EYE NEWSFLASH: Rightmove targeted for £4.4bn takeover offer by News Corp’s REA – Property Industry Eye

Must read

Rightmove has just issued a statement after REA Group, the property listings company majority-owned by News Corp, said this morning that it was considering buying the major property portal to create a global real estate giant.

Rightmove had a market value of £4.36bn ($5.73bn) as of Friday’s close.

If the deal goes through, it will be the largest so far this year where an Australian firm buys an overseas company, data from LSEG showed.

REA said it was considering a possible cash and share offer for London-listed Rightmove. It, however, said it had neither approached nor held any talks with Rightmove.

REA now has to update the market if it has a firm intention to make a bid by 30 September under the UK’s takeover code.

Rightmove has just issued the following statement: 

“Further to press speculation in relation to a possible offer by REA for London Stock Exchange listed Rightmove plc (“Rightmove”), REA confirms that it is considering a possible cash and share offer for the entire issued and to be issued share capital of Rightmove. REA has not approached, nor had any discussions with, Rightmove regarding any potential offer, and makes this announcement in accordance with the requirements of the Code.

“The REA Board believes that there are clear similarities between REA and Rightmove in terms of their leading market positions in the core residential business, continued expansion and innovation of offerings across adjacent segments, leading audience share and strong brand awareness, as well as highly aligned cultural values.

“REA sees a transformational opportunity to apply its globally leading capabilities and expertise to enhance customer and consumer value across the combined portfolio and to create a global and diversified digital property company, with number 1 positions in Australia and the UK.

“The REA Board believes the enlarged group would represent a highly attractive investment opportunity for both REA and Rightmove shareholders, combining robust growth with strong margins and significant cash generation, enabling continued capital appreciation and shareholder returns.
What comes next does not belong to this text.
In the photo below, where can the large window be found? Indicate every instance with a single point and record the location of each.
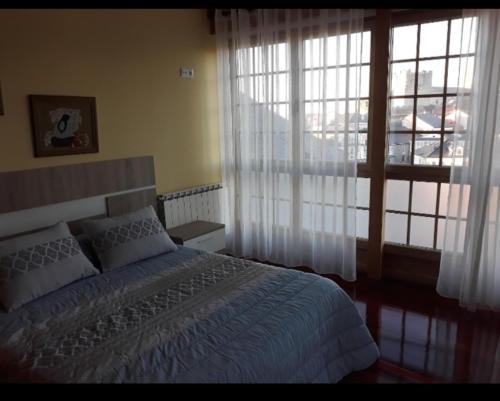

REA therefore considers that a combination of the two businesses would provide a significant opportunity to unlock shareholder value.

REA has a long history of growth and has demonstrated a track record of building businesses over decades to create globally leading platforms that have transformed the way people experience property. With an acquisition of Rightmove, REA would look to enhance the UK property experience for buyers, sellers and renters, supporting Rightmove’s vision “to give everyone the belief they can make their move” while positively contributing to the property market ecosystem with investment and innovation.

“There can be no certainty that an offer will be made, nor as to the terms on which any offer may be made. REA shareholders do not need to take any action at this time.

“Rule 2.6(a) of the Code requires that REA must, by no later than 5.00 p.m. (London time) on 30 September 2024, being the 28th day following the date of this announcement, either announce a firm intention to make an offer for Rightmove in accordance with Rule 2.7 of the Code or announce that it does not intend to make an offer for Rightmove, in which case the announcement will be treated as a statement to which Rule 2.8 of the Code applies. This deadline will only be extended with the consent of the Takeover Panel, in accordance with Rule 2.6(c) of the Code.

“In accordance with Rule 2.5(a) of the Code, REA reserves the right to introduce other forms of consideration and / or vary the mix or composition of consideration of any offer.

“In the interests of secrecy prior to this announcement, REA has not made any enquiries of certain parties who may be deemed by the Takeover Panel to be acting in concert with REA in order to determine whether REA would be obliged to offer any minimum level, or particular form, of consideration under Rule 6 or Rule 11 of the Code. Enquiries of such parties will be made as soon as practicable following the date of this announcement and any disclosure in respect of such parties will be made in a further announcement.

“A further announcement will be made in due course.

“The release of this announcement was authorised by the Disclosure Committee.”